Communist leaders have made innovation a cornerstone of efforts to transform China from the world's low-cost factory into a creator of profitable technology. They have boosted research spending and reward companies that are awarded patents and the officials that oversee them.
But foreign and Chinese companies alike complain technology theft is common despite repeated government promises to tighten enforcement. A key complaint lately is that Beijing is doing too little to discourage employees who leave a company from taking trade secrets to a new employer.
China has risen to the top ranks of countries in numbers of patents granted but the European Chamber said many of those are "low quality" work. In addition to patents for inventions, about one-third of those awarded by Beijing are process patents for small improvements on other products that require little proof of innovation.
"The overall strength of China's actual innovation appears overhyped," said the 210-page report.
It includes 52 recommendations for changes ranging from requiring patent applicants to do more to show their work is truly innovative to increasing penalties for "bad faith" applications.
It recommends limiting use of national security reviews that Beijing requires before companies can apply abroad for a patent on technology developed in China. The report urged Beijing to clarify its rules and limit reviews to inventions that directly affect national security.
The European Chamber said it would discuss the proposals with the Commerce Ministry and China's patent agency, the State Intellectual Property Office.
The report said Beijing should reconsider its "megaproject approach" of setting up big industrial groups to develop technology. It said breakthroughs were more likely to come from individuals and small companies and the government should create structures to encourage them.

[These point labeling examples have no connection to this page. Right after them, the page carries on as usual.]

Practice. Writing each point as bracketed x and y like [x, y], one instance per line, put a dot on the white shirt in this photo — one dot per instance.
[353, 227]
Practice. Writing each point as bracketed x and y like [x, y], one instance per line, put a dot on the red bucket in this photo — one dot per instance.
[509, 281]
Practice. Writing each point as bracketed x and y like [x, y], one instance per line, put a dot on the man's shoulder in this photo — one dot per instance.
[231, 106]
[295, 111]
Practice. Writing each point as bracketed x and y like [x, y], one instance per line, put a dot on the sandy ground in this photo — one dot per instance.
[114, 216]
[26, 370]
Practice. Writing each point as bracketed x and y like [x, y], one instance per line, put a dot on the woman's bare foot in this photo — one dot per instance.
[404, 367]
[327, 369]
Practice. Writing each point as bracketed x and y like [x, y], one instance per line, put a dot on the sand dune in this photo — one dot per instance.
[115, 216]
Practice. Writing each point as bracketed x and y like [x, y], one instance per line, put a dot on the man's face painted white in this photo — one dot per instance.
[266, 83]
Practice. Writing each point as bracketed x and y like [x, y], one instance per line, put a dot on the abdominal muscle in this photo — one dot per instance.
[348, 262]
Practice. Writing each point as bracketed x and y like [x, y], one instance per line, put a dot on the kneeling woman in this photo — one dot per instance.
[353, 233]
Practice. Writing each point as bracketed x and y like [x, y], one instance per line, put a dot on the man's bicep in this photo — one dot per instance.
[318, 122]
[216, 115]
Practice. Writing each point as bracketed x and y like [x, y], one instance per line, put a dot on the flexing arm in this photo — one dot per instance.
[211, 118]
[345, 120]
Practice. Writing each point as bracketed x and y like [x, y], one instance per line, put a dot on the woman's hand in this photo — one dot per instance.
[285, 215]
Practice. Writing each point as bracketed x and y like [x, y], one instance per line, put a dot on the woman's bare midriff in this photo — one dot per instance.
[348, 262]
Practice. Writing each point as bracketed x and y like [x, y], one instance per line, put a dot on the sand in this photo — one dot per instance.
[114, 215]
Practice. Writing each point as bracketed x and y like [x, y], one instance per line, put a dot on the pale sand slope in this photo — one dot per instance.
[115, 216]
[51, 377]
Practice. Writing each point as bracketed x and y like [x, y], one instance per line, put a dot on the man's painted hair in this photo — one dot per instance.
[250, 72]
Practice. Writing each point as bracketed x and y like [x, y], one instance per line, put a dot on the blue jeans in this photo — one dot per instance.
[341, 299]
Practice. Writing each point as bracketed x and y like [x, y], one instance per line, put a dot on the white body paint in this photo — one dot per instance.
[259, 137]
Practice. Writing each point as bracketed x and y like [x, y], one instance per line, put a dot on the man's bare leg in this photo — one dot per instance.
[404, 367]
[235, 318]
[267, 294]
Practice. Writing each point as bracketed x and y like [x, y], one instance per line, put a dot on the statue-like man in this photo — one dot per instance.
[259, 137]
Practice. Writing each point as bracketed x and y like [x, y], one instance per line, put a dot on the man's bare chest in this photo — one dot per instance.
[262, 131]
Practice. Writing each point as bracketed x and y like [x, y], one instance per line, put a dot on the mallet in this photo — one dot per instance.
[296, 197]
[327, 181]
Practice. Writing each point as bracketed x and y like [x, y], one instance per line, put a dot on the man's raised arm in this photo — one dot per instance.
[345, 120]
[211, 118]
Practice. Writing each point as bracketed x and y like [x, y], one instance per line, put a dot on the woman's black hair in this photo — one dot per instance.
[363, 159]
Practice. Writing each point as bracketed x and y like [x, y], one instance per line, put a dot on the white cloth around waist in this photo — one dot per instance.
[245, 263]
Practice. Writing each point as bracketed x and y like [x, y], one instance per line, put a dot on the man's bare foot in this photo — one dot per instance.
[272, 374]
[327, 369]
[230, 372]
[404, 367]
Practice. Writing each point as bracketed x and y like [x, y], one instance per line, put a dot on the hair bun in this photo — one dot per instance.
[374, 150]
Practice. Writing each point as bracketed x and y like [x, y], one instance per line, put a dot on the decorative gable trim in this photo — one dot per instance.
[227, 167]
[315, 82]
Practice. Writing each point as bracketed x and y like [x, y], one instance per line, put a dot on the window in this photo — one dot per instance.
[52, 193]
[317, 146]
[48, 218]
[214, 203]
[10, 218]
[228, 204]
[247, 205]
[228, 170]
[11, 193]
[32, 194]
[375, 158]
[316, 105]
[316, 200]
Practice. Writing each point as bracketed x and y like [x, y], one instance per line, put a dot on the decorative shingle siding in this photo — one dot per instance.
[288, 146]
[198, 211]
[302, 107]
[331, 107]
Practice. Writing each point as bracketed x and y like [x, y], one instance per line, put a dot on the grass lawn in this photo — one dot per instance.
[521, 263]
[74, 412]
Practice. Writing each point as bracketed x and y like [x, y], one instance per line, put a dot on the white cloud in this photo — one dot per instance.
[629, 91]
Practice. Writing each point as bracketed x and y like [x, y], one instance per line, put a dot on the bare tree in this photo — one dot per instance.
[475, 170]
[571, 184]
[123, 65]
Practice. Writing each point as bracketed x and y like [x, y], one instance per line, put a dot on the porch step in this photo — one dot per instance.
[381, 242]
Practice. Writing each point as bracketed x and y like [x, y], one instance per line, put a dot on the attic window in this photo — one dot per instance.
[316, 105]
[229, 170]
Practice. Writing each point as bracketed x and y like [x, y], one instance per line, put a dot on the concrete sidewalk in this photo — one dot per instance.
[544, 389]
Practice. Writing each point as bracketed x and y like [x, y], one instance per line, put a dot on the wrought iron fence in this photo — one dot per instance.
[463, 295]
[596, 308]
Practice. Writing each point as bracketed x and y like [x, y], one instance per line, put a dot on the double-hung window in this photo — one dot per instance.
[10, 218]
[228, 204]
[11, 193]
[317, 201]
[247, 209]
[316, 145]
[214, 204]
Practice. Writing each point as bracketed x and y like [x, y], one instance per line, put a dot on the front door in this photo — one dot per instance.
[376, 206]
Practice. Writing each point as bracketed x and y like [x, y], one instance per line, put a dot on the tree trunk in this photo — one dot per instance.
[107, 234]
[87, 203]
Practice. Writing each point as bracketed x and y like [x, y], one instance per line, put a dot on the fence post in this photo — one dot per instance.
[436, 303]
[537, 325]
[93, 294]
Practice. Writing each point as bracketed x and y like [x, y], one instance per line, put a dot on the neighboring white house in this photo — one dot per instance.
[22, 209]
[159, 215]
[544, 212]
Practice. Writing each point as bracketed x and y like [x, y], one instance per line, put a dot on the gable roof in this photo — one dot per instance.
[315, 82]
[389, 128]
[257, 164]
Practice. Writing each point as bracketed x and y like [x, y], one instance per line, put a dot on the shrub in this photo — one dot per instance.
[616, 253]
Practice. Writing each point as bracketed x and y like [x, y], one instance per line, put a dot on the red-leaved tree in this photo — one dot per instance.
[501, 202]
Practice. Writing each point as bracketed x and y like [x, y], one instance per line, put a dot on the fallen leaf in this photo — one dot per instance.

Chinese regulators also have tried repeatedly to compel foreign companies to hand over know-how in mobile phones, encryption, electric cars and other fields in exchange for market access. Many of those initiatives have been dropped after protests by Washington and other trading partners.
In a reflection of foreign unease about the safety of intellectual property, the European Chamber report noted that only 2.2 percent of European companies' investment in research and development outside Europe was in China. Some 13 percent went to the United States and Canada.
Other groups including the American Chamber of Commerce in China have said companies are reluctant to bring their most advanced technology to China for fear it will be stolen.
Enforcement is "slowly moving in a positive direction" but is "an area where much more can happen so companies can trust when they bring technology here that their patents are enforceable," said Oliver Lutze, co-chairman of the European Chamber's intellectual property group.